Ele dá como exemplo a decisão em investir na montagem de um grande laboratório para aumentar a capacidade de testes – o que, diante da urgência da crise, teria se demonstrado um erro previsível porque esse tipo de estrutura demora a ser montada. “Deveria ter ficado claro que levaria muitos meses. Como foi tomada essa decisão? É completamente opaco“, diz ao Guardian

Já nos Estados Unidos, a coisa ultrapassou o terreno da especulação. O governo de Donald Trump não está divulgando os dados sobre as hospitalizações provocadas pela covid-19. Nós falamos aqui sobre a decisão de mudar o fluxo dessas notificações. Antes enviados ao Centro de Controle de Doenças (CDC), os dados passaram a chegar ao Departamento de Saúde (equivalente do Ministério por lá).

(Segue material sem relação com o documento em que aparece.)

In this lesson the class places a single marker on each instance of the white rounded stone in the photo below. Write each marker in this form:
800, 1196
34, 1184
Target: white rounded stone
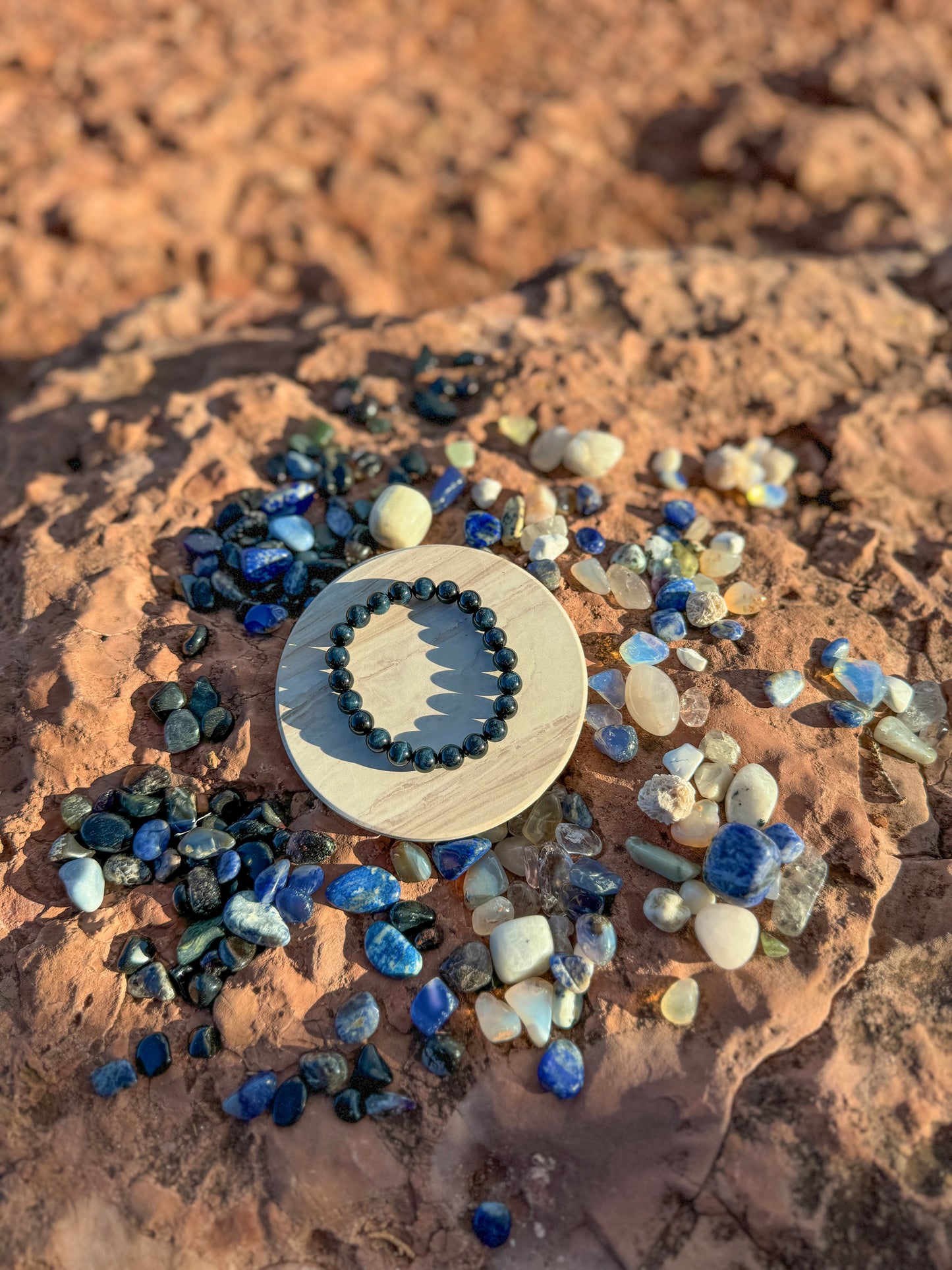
752, 797
653, 700
400, 517
593, 453
522, 948
727, 934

Num primeiro momento, essa decisão foi muito criticada porque o CDC disponibiliza um painel público e o Departamento, não. 

Depois do escândalo, o governo não só prometeu que as informações continuariam a ser divulgadas, como propagandeou que haveria atualizações minuto a minuto. Mas isso não aconteceu, aponta uma reportagem da Pro Publica. “Em vez disso, a medida criou uma confusão generalizada, deixando alguns estados no escuro sobre a ocupação de seus hospitais e dos leitos de UTI e, pelo menos temporariamente, removeu essas informações das vistas do público. Como resultado, não está claro quantas pessoas estão em tratamento num momento em que o número de pacientes infectados em todo o país está aumentando”, relata o repórter Charles Ornstein.    

Também há graves problemas de transparência nos projetos que têm como objetivo acelerar a descoberta de vacinas, testes e tratamentos eficazes contra o coronavírus a partir de investimentos na indústria farmacêutica que já chegam a US$ 9 bilhões. Em primeiro lugar, o governo Trump não divulga nem para o Congresso americano quantos e quais são os contratos existentes sob o guarda-chuva da iniciativa mais cara e famosa (sobre a qual também já falamos algumas vezes por aqui): a operação Warp Speed. Voltada apenas para imunizantes, ela destinou US$ 8 bilhões até agora para sete vacinas.

Pior: as normas do governo federal proíbem a divulgação de informações sobre o processo de avaliação dos projetos, de modo que não dá para saber por que uns são contemplados e outros, não. E também não dá para saber nada sobre a negociação necessária para se estabelecer o valor de cada incentivo financeiro. Além disso, o governo Trump está contratando consultores que têm vínculos com as empresas beneficiadas. E esses contratos não preveem a divulgação de potenciais conflitos de interesse.